Deepak finally tires himself out and that’s my cue.

“Man, I agree with everything you’re saying and I hear you loud and clear,” I start,  “and I totally agree.  You’re right.  You’re absolutely right.  We are not a global community and we are not one world.  You don’t pay taxes to the government of the world.  You pay taxes to the government of America.  To India.  To China.”

“Absolutely,” Deepak says, nodding vigorously.  “Damn right.”

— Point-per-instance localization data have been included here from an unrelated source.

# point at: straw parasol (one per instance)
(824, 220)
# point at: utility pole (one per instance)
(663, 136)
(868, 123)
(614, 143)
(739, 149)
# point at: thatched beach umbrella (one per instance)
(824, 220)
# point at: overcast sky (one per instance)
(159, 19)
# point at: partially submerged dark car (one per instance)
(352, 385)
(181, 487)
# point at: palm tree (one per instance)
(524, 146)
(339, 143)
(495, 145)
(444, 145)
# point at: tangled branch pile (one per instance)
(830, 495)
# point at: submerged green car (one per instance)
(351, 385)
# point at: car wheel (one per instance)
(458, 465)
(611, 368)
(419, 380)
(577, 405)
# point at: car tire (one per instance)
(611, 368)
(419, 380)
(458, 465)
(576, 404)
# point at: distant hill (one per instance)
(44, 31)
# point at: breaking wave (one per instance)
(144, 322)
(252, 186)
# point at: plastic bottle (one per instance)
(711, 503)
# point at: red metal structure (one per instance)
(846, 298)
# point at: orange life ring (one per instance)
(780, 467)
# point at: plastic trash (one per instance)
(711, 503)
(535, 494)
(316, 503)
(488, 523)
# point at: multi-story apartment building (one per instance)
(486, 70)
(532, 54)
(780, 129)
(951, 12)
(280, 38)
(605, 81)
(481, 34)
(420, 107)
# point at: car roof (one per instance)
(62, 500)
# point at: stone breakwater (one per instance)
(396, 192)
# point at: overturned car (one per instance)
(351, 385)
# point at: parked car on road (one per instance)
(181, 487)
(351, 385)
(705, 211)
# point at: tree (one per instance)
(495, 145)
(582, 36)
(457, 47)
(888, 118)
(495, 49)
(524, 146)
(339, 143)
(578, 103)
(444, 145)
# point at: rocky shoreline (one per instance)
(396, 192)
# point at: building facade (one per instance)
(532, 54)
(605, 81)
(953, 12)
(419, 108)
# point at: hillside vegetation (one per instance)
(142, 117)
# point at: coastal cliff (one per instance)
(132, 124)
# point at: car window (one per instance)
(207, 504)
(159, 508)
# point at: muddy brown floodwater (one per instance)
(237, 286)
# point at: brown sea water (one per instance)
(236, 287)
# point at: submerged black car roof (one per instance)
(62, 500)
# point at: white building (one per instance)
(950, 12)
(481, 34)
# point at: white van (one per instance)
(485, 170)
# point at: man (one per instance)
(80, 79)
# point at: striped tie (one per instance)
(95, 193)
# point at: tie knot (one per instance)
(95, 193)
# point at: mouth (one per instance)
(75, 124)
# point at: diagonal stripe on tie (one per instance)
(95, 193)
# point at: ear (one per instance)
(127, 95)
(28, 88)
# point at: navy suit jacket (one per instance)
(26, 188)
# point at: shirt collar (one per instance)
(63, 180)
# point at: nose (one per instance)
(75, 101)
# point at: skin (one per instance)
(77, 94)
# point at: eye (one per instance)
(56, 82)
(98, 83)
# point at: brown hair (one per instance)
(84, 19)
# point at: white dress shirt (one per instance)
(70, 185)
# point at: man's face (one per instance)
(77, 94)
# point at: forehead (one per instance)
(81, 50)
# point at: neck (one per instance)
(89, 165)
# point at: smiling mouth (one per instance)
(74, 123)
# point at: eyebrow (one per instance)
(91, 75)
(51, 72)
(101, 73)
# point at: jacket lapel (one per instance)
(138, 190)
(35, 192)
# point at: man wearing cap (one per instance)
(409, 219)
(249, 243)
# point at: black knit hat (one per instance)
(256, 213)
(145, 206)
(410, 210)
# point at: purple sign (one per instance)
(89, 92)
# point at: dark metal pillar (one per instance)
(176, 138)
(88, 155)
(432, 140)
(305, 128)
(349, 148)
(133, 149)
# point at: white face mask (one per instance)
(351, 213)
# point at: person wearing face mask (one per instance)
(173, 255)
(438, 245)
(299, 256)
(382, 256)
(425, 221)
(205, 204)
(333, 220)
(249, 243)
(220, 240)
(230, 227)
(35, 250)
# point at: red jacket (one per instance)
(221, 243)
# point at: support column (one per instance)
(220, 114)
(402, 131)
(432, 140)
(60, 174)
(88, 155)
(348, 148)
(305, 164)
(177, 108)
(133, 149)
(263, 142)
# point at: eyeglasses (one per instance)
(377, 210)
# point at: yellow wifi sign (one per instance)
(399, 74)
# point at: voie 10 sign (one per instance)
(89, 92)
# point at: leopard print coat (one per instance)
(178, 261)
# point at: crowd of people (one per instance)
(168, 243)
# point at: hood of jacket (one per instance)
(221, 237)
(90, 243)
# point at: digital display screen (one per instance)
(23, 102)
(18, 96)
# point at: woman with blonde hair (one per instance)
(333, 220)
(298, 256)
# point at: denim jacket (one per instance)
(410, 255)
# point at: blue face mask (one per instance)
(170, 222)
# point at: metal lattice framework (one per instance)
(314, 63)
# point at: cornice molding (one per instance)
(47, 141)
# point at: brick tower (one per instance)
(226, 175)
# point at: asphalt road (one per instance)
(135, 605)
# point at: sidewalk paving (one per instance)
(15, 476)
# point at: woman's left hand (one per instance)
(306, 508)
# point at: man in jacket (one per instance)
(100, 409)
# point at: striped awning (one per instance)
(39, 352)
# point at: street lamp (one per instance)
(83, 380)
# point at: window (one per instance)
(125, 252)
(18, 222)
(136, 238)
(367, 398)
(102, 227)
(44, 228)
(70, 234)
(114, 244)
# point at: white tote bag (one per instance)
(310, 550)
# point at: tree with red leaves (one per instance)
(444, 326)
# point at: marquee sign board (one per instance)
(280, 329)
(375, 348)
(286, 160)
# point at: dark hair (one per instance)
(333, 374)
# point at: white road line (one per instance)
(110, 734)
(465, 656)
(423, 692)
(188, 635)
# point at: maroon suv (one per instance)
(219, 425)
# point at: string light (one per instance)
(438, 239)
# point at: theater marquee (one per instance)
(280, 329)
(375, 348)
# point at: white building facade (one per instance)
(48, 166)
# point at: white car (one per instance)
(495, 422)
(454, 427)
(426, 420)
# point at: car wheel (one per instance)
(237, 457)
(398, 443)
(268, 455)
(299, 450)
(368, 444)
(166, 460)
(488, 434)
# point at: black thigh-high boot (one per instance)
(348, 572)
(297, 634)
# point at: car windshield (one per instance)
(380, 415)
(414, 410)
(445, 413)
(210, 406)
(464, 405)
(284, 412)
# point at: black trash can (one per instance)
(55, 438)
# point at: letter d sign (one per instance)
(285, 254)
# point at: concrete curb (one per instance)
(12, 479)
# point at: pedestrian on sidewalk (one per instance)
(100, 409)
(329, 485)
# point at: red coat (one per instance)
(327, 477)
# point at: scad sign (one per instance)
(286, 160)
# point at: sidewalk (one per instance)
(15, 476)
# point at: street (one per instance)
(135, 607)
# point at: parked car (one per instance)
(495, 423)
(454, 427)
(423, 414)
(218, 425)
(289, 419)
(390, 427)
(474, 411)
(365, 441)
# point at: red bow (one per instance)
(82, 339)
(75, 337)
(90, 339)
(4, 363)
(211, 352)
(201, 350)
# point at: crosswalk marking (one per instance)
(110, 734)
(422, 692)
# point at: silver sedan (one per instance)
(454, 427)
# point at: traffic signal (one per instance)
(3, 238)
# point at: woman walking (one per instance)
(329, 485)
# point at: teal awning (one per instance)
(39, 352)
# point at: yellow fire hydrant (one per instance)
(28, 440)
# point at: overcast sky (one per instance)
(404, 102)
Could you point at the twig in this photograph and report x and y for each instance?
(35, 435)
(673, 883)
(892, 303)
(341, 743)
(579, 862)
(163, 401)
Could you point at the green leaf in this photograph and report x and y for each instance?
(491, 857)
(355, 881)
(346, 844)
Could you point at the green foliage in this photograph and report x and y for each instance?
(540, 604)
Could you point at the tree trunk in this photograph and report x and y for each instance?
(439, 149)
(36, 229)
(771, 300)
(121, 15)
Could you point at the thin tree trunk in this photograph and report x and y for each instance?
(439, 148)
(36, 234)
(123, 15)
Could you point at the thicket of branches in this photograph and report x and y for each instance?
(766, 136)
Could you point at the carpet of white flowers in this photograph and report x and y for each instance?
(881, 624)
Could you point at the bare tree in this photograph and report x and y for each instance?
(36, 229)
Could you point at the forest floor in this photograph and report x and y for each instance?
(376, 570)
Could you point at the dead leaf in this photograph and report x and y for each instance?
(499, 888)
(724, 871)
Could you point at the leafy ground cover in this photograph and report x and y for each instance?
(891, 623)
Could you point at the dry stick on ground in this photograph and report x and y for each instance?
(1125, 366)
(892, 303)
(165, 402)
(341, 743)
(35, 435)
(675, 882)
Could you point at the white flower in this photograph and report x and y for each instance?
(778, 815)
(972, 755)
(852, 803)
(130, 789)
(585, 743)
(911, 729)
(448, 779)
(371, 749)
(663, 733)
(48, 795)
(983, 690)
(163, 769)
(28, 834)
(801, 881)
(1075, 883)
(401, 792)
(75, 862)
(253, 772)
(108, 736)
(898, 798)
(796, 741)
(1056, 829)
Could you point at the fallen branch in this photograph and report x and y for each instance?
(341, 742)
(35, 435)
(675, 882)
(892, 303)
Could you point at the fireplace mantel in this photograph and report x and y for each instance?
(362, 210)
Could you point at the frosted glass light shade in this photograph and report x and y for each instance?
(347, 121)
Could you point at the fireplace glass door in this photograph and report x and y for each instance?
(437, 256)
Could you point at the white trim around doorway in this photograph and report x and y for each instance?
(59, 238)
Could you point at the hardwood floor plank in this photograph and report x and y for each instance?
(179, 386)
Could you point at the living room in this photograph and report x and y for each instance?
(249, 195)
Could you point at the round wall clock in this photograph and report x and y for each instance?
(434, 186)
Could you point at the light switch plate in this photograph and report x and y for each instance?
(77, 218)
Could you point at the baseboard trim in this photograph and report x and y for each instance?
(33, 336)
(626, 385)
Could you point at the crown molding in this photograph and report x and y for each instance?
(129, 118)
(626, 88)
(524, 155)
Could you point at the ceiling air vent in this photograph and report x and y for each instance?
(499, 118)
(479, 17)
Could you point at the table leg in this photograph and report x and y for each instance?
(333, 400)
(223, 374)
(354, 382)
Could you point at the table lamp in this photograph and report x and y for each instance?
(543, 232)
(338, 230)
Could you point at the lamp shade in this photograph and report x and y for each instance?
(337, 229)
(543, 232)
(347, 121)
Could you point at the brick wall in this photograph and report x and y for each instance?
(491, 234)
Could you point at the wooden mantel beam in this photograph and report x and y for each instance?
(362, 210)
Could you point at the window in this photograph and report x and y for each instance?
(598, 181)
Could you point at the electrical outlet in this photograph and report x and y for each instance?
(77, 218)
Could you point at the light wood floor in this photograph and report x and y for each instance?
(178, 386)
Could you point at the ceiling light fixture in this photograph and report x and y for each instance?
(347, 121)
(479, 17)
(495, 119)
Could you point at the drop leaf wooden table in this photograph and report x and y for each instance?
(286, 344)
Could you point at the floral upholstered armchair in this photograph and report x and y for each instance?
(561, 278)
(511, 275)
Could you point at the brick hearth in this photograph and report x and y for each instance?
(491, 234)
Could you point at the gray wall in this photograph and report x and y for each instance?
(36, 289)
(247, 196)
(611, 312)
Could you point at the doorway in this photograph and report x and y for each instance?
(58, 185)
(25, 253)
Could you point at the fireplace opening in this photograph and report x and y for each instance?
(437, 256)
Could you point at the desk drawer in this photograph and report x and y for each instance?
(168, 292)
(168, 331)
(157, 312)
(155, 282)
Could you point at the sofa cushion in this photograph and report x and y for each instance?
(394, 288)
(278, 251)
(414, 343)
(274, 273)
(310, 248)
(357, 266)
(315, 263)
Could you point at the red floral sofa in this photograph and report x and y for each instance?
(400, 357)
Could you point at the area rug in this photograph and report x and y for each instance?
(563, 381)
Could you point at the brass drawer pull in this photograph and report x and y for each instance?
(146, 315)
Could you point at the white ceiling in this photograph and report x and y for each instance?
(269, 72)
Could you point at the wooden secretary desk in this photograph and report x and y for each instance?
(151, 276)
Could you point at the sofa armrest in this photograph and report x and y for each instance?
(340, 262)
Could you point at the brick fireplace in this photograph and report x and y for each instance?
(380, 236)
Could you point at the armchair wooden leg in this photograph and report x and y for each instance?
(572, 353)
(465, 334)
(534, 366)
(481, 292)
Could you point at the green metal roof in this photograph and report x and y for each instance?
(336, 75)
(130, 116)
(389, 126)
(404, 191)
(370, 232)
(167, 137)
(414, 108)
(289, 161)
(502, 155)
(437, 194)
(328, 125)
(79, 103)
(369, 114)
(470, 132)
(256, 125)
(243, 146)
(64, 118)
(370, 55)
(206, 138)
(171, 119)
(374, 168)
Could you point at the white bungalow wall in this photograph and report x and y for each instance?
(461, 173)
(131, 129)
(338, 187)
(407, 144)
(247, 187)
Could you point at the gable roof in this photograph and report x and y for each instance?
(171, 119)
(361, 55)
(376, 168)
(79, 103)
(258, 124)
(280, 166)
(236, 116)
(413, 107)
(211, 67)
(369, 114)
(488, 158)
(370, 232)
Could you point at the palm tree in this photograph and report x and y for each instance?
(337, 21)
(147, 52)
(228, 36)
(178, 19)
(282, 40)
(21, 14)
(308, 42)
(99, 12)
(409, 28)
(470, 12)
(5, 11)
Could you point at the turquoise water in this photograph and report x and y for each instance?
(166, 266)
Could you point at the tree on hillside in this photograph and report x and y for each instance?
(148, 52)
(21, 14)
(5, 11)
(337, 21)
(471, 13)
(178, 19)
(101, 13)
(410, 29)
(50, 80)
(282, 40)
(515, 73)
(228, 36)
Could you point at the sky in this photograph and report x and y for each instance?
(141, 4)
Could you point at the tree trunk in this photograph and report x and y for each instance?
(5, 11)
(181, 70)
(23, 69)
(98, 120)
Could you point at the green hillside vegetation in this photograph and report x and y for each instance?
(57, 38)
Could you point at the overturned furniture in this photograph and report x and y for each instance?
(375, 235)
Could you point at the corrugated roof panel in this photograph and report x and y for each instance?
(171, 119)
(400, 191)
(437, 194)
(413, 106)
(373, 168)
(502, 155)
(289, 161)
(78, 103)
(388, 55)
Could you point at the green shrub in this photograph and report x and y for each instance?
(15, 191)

“And I agree someone needs to do what it takes,” I say gently, “but do you really want it to be China?  You want them at the top when it’s all over and all the dust has settled?”

Deepak frowns.

“You know as well as I do that one country’s benefit is another country’s loss.  China’s going to come out of this as the new global superpower with the fortunes of the western world rapidly waning.  Is that a future you wish to live in?  This new world order?”

“Of course not,” Deepak says disgustedly and he lights up another cigarette.  “But do we really have a choice, Dex?  They may be red but they’re the only people actually doing anything.”

“And why is immediate action so important?” I counter.  “I agree with you about climate change.  But why the urgency?  I see temperatures slowly rising and sea levels creeping up.  But no one’s dying yet.”

“Hundreds of thousands are dying in Africa and the other most impoverished regions in the world every year!” Deepak replies hotly.  “Millions probably, because you can’t trust the numbers.”

“And so what?” I rebut. “Are they contributing to global GDP?  Producing the great scientists and artists of tomorrow? The great minds that are shaping humanity’s next generation?”

“They’ll be lucky if they even live to the next generation! You think millions of poor people who live in poor countries and have no means of escape should suffer the consequences of rich industrialized nations?”

The opening I’ve been waiting for.

“You, yourself, immigrated from India, did you not?   As a child?  Poor people from poor countries will find a way to get out, if they really desire it.  People make their own luck.”

To this, Deepak is silent and I swoop in for the haymaker.

“Besides, if we kick the can down the road long enough, you know people and humanity always do their best when we have our backs up against the wall.  As a species, we’ve never failed.  Malthus prophesized imminent doom from overpopulation and famine.  But when we were really up against it, we cranked out Norman Borlaug.  In the 70s, America did nothing and gave the Soviets a huge head start but we got Neil to the moon first, didn’t we?  And reaching even father back, while Europe burned and Hitler and the Nazis marched across the continent, America twiddled its thumbs.  But when we finally entered the war, you know what happened?  Nagasaki and Hiroshima.  We ended it.

“America, and humanity– we’re the comeback kids.  In the history of our species, we’ve never faced any threat we didn’t beat, no matter how long we ignored it for.  We play best from behind.  In fact, it’s the only way we play.”

Deepak’s silent a long time. But I know I’ve got him cornered. Checkmate is always checkmate.

“So what are you proposing?” he finally asks.

“We’ve been asleep at the wheel long enough,” I say. Finishing my cigarette, I flick its stub out into the street and stand up from the railing.

“It’s time to get back in the saddle.”